Across England and Wales, rental yields for buy-to-let landlords have continued to climb, and certain regions remain standout investment hotspots.
Over the past couple of years as the post-Covid house price acceleration has steadied across much of the country, property investors and landlords have increasingly switched their focus to the rental yields they can generate from a property.
Rental yields across much of the country have been strengthening for some time now, as demand in the private rented sector has soared far beyond the rate of increase in rental housing supply, while house prices have steadied in the wake of the post-Covid rush.
With rising costs and mortgage rates affecting buy-to-let landlords as much as any other property owner, it is likely that many landlords have been reassessing their portfolios and targeting the most profitable and high-yielding property types and locations, which could go some way to explain the ongoing climb in rental yields.
As Fleet Mortgages’ Q2 2024 Rental Barometer shows, location has a huge role to play when it comes to targeting strong rental yields for your property investment.
The north/south divide
Despite the fact that the south of England, and particularly London, tend to have the highest rents in the country, they can generally be found at the bottom of the list when it comes to rental yields for landlords – and this is nothing new.
That being said, Greater London, the south east, East Anglia and the south west have all seen a rise in their yields both year-on-year and quarter-on-quarter in Fleet’s latest report.
At the top when it comes to yields is the north east, where landlords can reap an average return of 10.1%. This is up by 1.6% annually, as yields in this region in Q2 last year were 8.5%, which is still a very high average.
The second highest region in the country for rental yields was the north west, which has seen an increase of 0.9% year-on-year, bringing the average to 8.4% now.
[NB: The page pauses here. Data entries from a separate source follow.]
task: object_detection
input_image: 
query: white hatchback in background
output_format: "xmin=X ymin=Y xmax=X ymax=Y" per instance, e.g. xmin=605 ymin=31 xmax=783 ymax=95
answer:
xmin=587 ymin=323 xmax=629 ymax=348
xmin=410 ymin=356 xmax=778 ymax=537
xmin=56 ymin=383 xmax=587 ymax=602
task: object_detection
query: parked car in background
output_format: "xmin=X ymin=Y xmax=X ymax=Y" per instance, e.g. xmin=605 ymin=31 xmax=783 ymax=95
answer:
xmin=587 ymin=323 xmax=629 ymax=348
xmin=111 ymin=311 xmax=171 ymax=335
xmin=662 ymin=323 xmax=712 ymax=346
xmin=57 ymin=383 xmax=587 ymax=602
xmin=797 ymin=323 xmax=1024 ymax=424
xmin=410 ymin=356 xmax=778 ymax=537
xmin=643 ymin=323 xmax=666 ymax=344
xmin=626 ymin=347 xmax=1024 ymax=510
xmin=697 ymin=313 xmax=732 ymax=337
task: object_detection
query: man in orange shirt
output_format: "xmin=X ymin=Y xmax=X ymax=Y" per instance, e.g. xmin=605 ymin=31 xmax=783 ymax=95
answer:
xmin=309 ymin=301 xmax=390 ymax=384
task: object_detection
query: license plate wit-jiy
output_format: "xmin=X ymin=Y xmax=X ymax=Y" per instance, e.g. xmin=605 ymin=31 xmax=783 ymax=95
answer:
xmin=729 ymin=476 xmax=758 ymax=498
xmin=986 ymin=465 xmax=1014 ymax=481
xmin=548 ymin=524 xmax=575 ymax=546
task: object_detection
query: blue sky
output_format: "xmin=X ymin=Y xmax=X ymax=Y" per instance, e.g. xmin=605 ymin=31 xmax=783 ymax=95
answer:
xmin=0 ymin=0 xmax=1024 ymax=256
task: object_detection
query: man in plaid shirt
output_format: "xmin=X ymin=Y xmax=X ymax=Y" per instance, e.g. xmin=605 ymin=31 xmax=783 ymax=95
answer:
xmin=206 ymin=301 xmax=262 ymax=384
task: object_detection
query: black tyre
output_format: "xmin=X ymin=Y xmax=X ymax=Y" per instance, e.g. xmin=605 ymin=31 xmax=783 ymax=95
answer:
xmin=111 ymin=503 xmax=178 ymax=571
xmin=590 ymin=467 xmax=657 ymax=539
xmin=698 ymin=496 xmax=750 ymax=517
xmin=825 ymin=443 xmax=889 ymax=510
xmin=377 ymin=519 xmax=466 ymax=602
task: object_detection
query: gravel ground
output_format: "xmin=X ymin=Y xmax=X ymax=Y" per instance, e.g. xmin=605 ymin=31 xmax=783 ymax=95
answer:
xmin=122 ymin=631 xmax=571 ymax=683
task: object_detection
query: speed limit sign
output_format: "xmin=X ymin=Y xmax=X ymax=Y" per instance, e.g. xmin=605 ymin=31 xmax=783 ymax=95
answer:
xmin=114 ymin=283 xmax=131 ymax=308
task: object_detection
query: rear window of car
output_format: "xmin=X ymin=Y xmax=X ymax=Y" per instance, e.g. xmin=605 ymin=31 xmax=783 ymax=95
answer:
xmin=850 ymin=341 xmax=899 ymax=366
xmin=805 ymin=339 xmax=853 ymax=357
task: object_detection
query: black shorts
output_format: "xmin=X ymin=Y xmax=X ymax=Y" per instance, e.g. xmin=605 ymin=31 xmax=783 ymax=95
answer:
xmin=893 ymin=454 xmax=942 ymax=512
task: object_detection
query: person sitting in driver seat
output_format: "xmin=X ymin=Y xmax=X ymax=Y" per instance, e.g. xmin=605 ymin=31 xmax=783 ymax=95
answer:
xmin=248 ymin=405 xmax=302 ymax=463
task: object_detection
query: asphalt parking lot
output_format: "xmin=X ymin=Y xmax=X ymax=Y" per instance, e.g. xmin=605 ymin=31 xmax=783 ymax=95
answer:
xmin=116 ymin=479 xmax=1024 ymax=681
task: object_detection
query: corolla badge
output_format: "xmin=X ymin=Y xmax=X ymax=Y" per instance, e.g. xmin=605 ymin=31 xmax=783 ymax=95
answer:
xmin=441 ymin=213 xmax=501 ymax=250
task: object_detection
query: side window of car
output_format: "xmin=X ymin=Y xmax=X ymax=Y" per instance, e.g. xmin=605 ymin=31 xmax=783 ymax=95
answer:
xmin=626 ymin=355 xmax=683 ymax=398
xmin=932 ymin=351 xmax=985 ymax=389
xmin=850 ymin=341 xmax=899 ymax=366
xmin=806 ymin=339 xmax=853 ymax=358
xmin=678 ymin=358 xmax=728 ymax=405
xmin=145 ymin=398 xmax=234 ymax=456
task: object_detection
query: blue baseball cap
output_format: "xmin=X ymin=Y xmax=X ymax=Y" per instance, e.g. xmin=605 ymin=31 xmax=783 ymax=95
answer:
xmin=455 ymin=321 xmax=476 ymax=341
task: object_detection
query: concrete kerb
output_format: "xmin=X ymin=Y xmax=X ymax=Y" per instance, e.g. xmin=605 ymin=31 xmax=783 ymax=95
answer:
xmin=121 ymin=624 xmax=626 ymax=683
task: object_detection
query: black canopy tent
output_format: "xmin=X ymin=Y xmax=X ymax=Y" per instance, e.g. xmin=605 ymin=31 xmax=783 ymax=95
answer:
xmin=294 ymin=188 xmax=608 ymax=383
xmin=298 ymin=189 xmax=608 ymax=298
Of course, across various parts of these regions, some landlords will be seeing yields far higher than this, while other areas may be lower.
Wales (8.3%), West Midlands (8%), Yorkshire and Humberside (7.6%) and the East Midlands (7.5%) made up the next four top regions, all being located in or towards the north of the country.
Below this were the south west (6.9%), East Anglia (6.8%), the south east (6.4%) and Greater London at the bottom with an average of 6.1%, while the average across England and Wales as a whole was 7.6% – up from 6.6% this time last year.
Supply/demand imbalance fuels rental yields
The fact that every region across England and Wales has recorded a rise in landlords’ yields according to Fleet Mortgages is largely down to the fact that the number of homes available continues to fall short of the number of tenants seeking accommodation in most places.
As Steve Cox, chief commercial officer at Fleet Mortgages, says, the base reasons for these rising yields are “clearly not going away”, and this is also being affected by higher mortgage rates, with many landlords pushing up prices to cover these additional costs.
He asserts that the wide expectation is for the Bank of England to announce an interest rate cut in August or September, adding that “swap rates will move to reflect further cuts in the not so near future”. In fact, many lenders have been reducing their rates again over the past couple of weeks.
Steve Cox concludes: “There is further good news in this Barometer with an increase in purchase applications – a signal that landlords are seeking to add to portfolios, and with the average rental cover at origination also rising, it shows that borrowers continue to secure the rents they need to cover both their mortgage and other costs.
“Again, it won’t be surprising to see limited company borrowers continuing to dominate, given the tax relief that can still be secured within a corporate structure. That is a trend that will continue for many years to come.
“Overall, these latest figures are positive, and they signal further activity in the second half of the year, particularly if – as we are already seeing – pricing continues to move down. We at Fleet have already been able to make some price reductions and our expectation is that we will continue to move further in this direction later in 2024.”